In June 2017, the NBA Global Academy was launched at the Australian Institute of Sport (AIS) in Canberra. This elite training centre was set up to serve as a new hub for top prospects from outside the USA. The NBA Global Academy complements the existing program at the AIS, Basketball Australia's Centre of Excellence (CoE). Given the CoE's track record of producing world class players, Australia became a prime location for the new Global Academy.
Fast forward to today, and the NBA Global Academy has announced itself on the world stage. The Canberra-based prospects began the new year in Barcelona, taking on some of Spain's best junior players. They capped off a brilliant campaign on January 7, by winning the 2020 Torneo Junior Ciutat de L'Hospitalet. In the final, the NBA Global Academy defeated the junior team of FC Barcelona Bàsquet, by a score of 93-74. This is no mean feat, considering that Barcelona are a heavyweight club in European basketball.
During their championship run, the NBA Global Academy boys were in trouble on a couple of occasions. They narrowly defeated Club Joventut Badalona 80-79 in the group stages, thanks to a buzzer beater three-pointer from Blake Jones.

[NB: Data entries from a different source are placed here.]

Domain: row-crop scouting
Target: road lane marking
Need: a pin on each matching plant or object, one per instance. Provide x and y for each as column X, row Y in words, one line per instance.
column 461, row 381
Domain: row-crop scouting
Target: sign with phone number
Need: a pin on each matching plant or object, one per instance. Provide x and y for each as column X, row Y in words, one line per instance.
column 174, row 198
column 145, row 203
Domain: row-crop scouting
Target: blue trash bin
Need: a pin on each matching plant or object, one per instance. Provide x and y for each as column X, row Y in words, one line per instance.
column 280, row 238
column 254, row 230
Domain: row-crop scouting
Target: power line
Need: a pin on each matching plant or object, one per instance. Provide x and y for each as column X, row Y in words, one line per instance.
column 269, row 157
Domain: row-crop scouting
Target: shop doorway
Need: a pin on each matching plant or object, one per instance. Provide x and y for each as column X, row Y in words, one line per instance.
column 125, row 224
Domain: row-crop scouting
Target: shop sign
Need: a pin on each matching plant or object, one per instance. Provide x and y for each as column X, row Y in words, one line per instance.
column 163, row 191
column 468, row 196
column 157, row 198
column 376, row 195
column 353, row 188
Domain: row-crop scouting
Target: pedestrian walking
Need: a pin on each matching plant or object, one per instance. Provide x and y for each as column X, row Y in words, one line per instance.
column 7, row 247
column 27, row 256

The AIS residents also faced a stern challenge from Saski Baskonia in the semi-finals, winning by a score of 103-99. However, ultimately the NBA Global Academy cruised to victory in the final, beating Barcelona by the aforementioned 19 point margin.
The stars of tomorrow
Melbourne native Josh Giddey was named tournament MVP. Excluding an 87-55 blowout win in the group stages, where he was required to play just six minutes, Giddey was a standout. He averaged 14.0 points, 9.8 rebounds and 5.5 assists across the four games where he logged significant minutes. The 6'7 PG was also efficient, shooting 56% from the field. His play caught the attention of ESPN draft analyst Jonathan Givony, who was in the audience.
Although he has a knack for scoring in the paint, Giddey's best attribute is his passing. The 17 year old makes players around him better, and statistics don't do him justice. Per-game averages of 5.5 assists and 3.25 turnovers may not jump off the page, but Giddey's vision is evident on the highlight reel.
Another Australian standout in Spain was Mojave King. There's one catch however - it might be too early to call him Australian. The 6'4 guard was born in New Zealand to an American father and a Kiwi mother. King currently holds dual citizenship between New Zealand and the United States, even though he has spent most of his life in Australia. Fortunately for Aussie basketball fans however, the 17 year old has expressed his desire to represent Australia, and is working towards Australian citizenship.
Across his five games in Spain, King averaged 13 points while shooting 48% from beyond the arc. He is a marksman from three-point land, and will punish any defender that sags off. King also showed flashes of athleticism in transition, putting his impressive speed and vertical leap on display.
Mexican-Canadian prospect Bennedict Mathurin also deserves a special mention. The 6'6 swingman put the NBA Global Academy on his back in the semi-finals. He inspired a hard-fought 103-99 victory against Saski Baskonia, finishing with 30 points and 6 rebounds. Mathurin has committed to play for Arizona in college basketball, and will be a quality addition for Wildcats coach Sean Miller.
As for Giddey and King, their futures remain undecided. Both players have verbally declared interest in playing college basketball, but may yet be tempted by professional opportunities. King was ranked 31st in ESPN's first mock draft for 2021, and Giddey may generate some draft buzz himself. The NBL's Next Stars program also looms as an option for both prospects.
No matter which direction Giddey and King take, the future looks bright.